[PATCH 5/5] crypto: talitos: Add software backlog queue handling

Horia Geantă horia.geanta at freescale.com
Wed Feb 25 05:21:52 AEDT 2015


On 2/20/2015 6:21 PM, Martin Hicks wrote:
> I was running into situations where the hardware FIFO was filling up, and
> the code was returning EAGAIN to dm-crypt and just dropping the submitted
> crypto request.
> 
> This adds support in talitos for a software backlog queue.  When requests
> can't be queued to the hardware immediately EBUSY is returned.  The queued
> requests are dispatched to the hardware in received order as hardware FIFO
> slots become available.
> 
> Signed-off-by: Martin Hicks <mort at bork.org>

Hi Martin,

Thanks for the effort!
Indeed we noticed that talitos (and caam) don't play nicely with
dm-crypt, lacking a backlog mechanism.

Please run checkpatch --strict and fix the errors, warnings.

> ---
>  drivers/crypto/talitos.c |   92 +++++++++++++++++++++++++++++++++++-----------
>  drivers/crypto/talitos.h |    3 ++
>  2 files changed, 74 insertions(+), 21 deletions(-)
> 
> diff --git a/drivers/crypto/talitos.c b/drivers/crypto/talitos.c
> index d3472be..226654c 100644
> --- a/drivers/crypto/talitos.c
> +++ b/drivers/crypto/talitos.c
> @@ -183,43 +183,72 @@ static int init_device(struct device *dev)
>  }
>  
>  /**
> - * talitos_submit - submits a descriptor to the device for processing
> + * talitos_handle_queue - performs submissions either of new descriptors
> + *                        or ones waiting in the queue backlog.
>   * @dev:	the SEC device to be used
>   * @ch:		the SEC device channel to be used
> - * @edesc:	the descriptor to be processed by the device
> - * @context:	a handle for use by caller (optional)

The "context" kernel-doc should have been removed in patch 4/5.

> + * @edesc:	the descriptor to be processed by the device (optional)
>   *
>   * desc must contain valid dma-mapped (bus physical) address pointers.
>   * callback must check err and feedback in descriptor header
> - * for device processing status.
> + * for device processing status upon completion.
>   */
> -int talitos_submit(struct device *dev, int ch, struct talitos_edesc *edesc)
> +int talitos_handle_queue(struct device *dev, int ch, struct talitos_edesc *edesc)
>  {
>  	struct talitos_private *priv = dev_get_drvdata(dev);
> -	struct talitos_request *request = &edesc->req;
> +	struct talitos_request *request, *orig_request = NULL;
> +	struct crypto_async_request *async_req;
>  	unsigned long flags;
>  	int head;
> +	int ret = -EINPROGRESS; 
>  
>  	spin_lock_irqsave(&priv->chan[ch].head_lock, flags);
>  
> +	if (edesc) {
> +		orig_request = &edesc->req;
> +		crypto_enqueue_request(&priv->chan[ch].queue, &orig_request->base);
> +	}

The request goes through the SW queue even if there are empty slots in
the HW queue, doing unnecessary crypto_queue_encrypt() and
crypto_queue_decrypt().
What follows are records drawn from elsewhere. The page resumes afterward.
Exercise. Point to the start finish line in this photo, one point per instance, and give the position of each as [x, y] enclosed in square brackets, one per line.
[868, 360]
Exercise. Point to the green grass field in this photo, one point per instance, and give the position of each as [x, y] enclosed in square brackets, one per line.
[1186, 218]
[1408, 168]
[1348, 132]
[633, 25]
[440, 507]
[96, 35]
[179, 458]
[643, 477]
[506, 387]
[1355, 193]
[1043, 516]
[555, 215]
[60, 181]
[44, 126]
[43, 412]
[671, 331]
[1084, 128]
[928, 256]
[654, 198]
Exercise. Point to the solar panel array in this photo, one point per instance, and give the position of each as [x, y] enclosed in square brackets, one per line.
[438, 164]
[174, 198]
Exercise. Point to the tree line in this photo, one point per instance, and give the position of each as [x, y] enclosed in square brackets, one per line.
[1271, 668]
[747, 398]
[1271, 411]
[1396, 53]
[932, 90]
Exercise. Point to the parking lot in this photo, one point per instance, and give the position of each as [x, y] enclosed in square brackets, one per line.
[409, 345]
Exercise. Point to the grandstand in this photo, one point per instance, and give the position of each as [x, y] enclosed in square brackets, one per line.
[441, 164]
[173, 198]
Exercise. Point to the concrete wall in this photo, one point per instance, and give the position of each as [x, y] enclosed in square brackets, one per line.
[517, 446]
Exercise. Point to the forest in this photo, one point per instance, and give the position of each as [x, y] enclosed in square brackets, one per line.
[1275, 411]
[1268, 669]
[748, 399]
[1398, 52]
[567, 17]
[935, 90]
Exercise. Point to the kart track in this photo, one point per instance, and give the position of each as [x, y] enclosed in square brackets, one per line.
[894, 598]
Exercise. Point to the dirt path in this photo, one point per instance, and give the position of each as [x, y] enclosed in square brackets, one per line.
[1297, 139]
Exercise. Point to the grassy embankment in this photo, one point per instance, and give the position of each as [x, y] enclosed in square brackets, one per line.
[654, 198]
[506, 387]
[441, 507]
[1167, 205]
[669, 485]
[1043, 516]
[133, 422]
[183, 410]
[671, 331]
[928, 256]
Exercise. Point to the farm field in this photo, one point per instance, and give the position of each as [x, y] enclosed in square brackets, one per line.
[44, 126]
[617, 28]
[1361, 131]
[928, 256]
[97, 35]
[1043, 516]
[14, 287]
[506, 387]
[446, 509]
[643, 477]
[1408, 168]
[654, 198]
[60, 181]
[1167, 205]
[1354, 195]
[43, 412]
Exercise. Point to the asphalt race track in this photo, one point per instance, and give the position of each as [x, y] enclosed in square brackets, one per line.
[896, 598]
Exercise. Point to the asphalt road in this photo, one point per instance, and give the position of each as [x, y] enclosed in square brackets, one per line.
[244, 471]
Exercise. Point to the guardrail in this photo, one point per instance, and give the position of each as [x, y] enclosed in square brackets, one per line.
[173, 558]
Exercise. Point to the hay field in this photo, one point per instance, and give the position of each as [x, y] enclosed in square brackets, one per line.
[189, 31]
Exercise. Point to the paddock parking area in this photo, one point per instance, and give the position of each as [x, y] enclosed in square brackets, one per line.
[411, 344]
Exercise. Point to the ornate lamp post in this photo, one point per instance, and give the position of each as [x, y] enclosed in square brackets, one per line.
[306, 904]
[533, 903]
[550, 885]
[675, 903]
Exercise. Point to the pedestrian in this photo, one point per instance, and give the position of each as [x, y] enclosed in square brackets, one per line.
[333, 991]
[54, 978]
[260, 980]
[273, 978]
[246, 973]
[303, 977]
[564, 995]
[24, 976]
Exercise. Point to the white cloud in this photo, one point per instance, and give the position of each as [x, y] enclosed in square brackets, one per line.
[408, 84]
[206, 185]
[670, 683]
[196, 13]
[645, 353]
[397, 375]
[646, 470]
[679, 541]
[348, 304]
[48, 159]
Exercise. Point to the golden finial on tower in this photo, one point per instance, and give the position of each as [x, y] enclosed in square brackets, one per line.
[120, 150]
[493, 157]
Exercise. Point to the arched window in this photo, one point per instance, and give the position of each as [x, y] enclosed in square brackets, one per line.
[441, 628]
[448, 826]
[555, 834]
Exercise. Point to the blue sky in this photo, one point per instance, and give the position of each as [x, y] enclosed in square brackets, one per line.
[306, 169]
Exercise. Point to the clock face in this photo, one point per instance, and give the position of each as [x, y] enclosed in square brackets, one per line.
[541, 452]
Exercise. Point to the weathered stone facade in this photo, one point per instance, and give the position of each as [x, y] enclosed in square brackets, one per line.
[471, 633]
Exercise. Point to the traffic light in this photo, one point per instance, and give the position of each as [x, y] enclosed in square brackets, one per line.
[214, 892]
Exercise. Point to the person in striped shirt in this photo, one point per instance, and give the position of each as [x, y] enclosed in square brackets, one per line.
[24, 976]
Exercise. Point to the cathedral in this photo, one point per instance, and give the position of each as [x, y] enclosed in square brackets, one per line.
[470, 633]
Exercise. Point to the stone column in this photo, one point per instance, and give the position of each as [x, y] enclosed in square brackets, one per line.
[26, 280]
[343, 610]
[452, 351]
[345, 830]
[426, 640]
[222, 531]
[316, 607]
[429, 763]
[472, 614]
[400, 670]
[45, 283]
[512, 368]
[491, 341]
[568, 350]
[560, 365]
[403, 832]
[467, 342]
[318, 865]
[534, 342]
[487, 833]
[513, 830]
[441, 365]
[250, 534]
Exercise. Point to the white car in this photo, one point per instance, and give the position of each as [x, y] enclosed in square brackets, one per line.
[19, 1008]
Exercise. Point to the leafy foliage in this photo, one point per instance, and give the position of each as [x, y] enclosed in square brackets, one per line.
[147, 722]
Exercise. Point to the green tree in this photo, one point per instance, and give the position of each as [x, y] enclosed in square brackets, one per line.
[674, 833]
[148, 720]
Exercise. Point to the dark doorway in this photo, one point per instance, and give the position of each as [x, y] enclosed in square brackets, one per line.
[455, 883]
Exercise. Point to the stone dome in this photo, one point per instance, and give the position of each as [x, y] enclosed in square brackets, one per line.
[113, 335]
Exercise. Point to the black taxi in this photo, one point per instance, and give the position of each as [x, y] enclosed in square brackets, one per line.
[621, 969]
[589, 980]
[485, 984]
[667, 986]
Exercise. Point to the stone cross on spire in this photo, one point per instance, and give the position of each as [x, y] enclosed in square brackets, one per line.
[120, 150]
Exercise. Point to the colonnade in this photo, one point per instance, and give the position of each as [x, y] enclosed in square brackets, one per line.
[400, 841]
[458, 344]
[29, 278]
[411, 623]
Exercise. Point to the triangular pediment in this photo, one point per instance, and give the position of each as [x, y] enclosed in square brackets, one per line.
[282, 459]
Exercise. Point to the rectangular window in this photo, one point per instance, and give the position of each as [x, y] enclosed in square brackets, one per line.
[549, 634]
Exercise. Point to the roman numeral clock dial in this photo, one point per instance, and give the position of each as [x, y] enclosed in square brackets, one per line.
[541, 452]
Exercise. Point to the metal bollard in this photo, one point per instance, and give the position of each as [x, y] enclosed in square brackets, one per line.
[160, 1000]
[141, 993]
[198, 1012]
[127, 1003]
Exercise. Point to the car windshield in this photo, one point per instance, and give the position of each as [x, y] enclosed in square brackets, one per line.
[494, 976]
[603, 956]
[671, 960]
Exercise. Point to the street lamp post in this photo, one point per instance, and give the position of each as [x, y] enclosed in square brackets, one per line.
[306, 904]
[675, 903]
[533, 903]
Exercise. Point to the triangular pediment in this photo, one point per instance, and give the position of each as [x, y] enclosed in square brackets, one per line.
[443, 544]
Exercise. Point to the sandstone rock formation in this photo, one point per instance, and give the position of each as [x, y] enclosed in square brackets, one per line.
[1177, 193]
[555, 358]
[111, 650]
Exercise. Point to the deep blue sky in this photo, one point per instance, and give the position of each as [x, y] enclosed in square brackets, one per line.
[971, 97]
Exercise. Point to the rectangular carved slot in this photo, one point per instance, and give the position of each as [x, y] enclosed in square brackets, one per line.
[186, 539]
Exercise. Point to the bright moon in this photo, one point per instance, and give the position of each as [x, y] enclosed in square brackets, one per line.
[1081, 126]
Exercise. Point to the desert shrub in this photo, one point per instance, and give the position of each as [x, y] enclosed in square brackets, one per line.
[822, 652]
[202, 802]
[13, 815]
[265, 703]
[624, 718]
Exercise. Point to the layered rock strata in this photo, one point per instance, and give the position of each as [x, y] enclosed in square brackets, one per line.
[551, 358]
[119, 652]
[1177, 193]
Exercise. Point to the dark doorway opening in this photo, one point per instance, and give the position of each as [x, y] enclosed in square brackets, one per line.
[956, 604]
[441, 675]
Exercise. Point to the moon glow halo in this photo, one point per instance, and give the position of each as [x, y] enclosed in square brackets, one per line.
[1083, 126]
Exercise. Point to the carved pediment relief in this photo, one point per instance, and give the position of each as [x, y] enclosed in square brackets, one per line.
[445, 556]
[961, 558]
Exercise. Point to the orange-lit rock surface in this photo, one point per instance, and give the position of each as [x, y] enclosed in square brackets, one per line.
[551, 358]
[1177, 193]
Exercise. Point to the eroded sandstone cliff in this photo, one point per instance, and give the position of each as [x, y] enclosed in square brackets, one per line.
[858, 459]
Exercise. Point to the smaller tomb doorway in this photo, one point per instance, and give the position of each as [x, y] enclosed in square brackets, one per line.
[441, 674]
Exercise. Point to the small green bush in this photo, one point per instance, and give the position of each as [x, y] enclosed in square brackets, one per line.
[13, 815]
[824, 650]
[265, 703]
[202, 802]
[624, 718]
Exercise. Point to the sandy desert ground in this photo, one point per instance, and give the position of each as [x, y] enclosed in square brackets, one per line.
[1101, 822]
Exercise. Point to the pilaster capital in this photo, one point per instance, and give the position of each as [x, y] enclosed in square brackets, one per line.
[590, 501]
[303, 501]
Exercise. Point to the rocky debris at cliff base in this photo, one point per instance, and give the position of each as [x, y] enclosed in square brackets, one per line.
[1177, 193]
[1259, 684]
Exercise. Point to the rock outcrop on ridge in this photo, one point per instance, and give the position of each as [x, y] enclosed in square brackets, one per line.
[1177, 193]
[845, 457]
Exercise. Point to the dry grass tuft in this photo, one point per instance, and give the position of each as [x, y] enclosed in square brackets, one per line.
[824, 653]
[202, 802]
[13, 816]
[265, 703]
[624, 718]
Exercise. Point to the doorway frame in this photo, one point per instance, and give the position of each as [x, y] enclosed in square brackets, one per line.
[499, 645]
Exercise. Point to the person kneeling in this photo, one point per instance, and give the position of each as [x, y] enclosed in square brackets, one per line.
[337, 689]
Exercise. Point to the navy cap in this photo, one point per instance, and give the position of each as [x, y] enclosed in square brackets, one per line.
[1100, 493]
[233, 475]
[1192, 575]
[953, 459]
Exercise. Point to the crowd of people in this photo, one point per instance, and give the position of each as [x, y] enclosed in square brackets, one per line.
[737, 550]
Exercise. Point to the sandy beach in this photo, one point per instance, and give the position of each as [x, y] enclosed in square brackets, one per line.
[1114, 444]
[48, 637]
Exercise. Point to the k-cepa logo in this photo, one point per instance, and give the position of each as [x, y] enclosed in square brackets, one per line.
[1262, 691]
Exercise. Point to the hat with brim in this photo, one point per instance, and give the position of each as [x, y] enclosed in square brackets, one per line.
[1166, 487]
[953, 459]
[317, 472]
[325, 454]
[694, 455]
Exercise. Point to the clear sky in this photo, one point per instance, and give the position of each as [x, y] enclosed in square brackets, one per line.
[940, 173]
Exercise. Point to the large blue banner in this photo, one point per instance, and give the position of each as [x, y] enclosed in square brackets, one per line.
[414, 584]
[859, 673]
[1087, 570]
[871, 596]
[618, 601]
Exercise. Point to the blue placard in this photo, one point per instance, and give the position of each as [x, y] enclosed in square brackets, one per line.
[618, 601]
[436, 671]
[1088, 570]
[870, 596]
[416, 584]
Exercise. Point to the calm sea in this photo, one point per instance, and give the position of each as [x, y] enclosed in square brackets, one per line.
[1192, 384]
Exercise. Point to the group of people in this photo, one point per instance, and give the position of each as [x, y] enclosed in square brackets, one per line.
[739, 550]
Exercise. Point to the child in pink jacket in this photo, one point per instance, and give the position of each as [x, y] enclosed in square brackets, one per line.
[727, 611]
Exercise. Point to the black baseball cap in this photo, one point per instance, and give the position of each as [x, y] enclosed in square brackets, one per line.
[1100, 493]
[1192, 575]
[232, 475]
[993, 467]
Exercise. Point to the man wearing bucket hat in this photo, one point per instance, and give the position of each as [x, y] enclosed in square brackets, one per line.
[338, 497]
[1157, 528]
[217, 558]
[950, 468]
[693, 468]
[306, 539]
Trying to use the HW queue first would be better.

> +
> +flush_another:
> +	if (priv->chan[ch].queue.qlen == 0) {
> +		spin_unlock_irqrestore(&priv->chan[ch].head_lock, flags);
> +		return 0;
> +	}
> +
>  	if (!atomic_inc_not_zero(&priv->chan[ch].submit_count)) {
>  		/* h/w fifo is full */
>  		spin_unlock_irqrestore(&priv->chan[ch].head_lock, flags);
> -		return -EAGAIN;
> +		return -EBUSY;
>  	}
>  
> -	head = priv->chan[ch].head;
> +	/* Dequeue the oldest request */
> +	async_req = crypto_dequeue_request(&priv->chan[ch].queue);
> +
> +	request = container_of(async_req, struct talitos_request, base);
>  	request->dma_desc = dma_map_single(dev, request->desc,
>  					   sizeof(*request->desc),
>  					   DMA_BIDIRECTIONAL);
>  
>  	/* increment fifo head */
> +	head = priv->chan[ch].head;
>  	priv->chan[ch].head = (priv->chan[ch].head + 1) & (priv->fifo_len - 1);
>  
> -	smp_wmb();
> -	priv->chan[ch].fifo[head] = request;
> +	spin_unlock_irqrestore(&priv->chan[ch].head_lock, flags);
> +
> +	/*
> +	 * Mark a backlogged request as in-progress, return EBUSY because
> +	 * the original request that was submitted is backlogged.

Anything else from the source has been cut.